QÀ l’approche du Grand Prix du Canada prévu le 23 mai 2026, une initiative de contestation portée par des travailleuses du sexe à Montréal met en lumière des tensions profondes au sein du secteur. Entre appel au boycott et contraintes économiques, le mouvement divise les intéressées.
Un appel à la mobilisation en pleine période d’affluence
Depuis plusieurs jours, des affiches circulent dans le centre-ville de Montréal, appelant à une forme de mobilisation initiée par le Comité autonome du travail du sexe. L’action vise à dénoncer certaines conditions de travail dans des établissements nocturnes, particulièrement durant la période du Grand Prix, traditionnellement très lucrative.

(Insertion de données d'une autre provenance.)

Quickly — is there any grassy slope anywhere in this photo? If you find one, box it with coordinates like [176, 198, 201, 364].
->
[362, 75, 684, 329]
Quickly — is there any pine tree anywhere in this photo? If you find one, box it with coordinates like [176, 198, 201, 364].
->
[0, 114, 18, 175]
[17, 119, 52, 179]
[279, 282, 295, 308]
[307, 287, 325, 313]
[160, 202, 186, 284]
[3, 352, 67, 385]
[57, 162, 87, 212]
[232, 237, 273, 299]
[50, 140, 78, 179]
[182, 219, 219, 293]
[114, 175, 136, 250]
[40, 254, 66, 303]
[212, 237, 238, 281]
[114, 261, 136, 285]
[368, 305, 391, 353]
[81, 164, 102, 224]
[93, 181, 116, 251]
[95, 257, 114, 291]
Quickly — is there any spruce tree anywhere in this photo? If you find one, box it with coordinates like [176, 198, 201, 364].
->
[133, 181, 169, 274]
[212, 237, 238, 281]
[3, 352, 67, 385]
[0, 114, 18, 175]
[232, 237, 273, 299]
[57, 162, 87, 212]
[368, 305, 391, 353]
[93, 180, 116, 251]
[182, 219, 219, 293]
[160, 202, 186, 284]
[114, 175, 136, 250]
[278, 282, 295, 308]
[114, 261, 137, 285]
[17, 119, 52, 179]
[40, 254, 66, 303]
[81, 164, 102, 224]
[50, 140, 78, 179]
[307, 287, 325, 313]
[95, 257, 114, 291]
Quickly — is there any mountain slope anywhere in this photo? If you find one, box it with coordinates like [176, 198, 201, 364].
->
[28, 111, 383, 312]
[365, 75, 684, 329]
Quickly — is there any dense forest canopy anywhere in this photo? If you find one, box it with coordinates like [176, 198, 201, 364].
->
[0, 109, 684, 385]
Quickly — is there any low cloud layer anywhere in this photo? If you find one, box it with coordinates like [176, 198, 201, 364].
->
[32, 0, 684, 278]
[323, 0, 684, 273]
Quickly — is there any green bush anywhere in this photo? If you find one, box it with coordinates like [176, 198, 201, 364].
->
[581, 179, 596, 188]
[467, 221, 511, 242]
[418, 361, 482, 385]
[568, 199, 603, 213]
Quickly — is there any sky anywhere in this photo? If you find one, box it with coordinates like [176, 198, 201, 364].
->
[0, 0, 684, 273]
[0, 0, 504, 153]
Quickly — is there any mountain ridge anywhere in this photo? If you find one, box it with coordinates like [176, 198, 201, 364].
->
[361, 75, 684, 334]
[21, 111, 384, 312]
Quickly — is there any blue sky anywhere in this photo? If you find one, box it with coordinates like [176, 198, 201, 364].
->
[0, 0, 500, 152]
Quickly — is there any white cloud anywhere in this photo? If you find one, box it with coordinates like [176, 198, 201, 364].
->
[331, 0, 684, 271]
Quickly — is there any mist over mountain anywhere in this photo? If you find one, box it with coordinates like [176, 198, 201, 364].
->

Au cœur des revendications figure notamment la question des frais exigés pour accéder aux espaces de travail. Selon les dénonciations rapportées par les organisatrices, certaines danseuses seraient contraintes de payer jusqu’à 100 dollars par soirée pour pouvoir exercer dans les bars les plus achalandés.
Un mouvement freiné par les réalités économiques
Si l’idée d’un arrêt de travail pendant cette période est évoquée, elle ne fait pas l’unanimité. Plusieurs travailleuses estiment ne pas pouvoir se permettre de renoncer à ces revenus saisonniers essentiels, ce qui fragilise l’ampleur potentielle du mouvement.
Intervenant sur les ondes de LCN, la sociologue du travail du sexe Francine Tremblay souligne cette fracture interne. Selon elle, la mobilisation pourrait accentuer les inégalités déjà présentes dans le secteur.
« Ceux qui ont le luxe de refuser du travail et ceux qui l’ont moins, c’est très clair que ça va être divisé », a-t-elle expliqué.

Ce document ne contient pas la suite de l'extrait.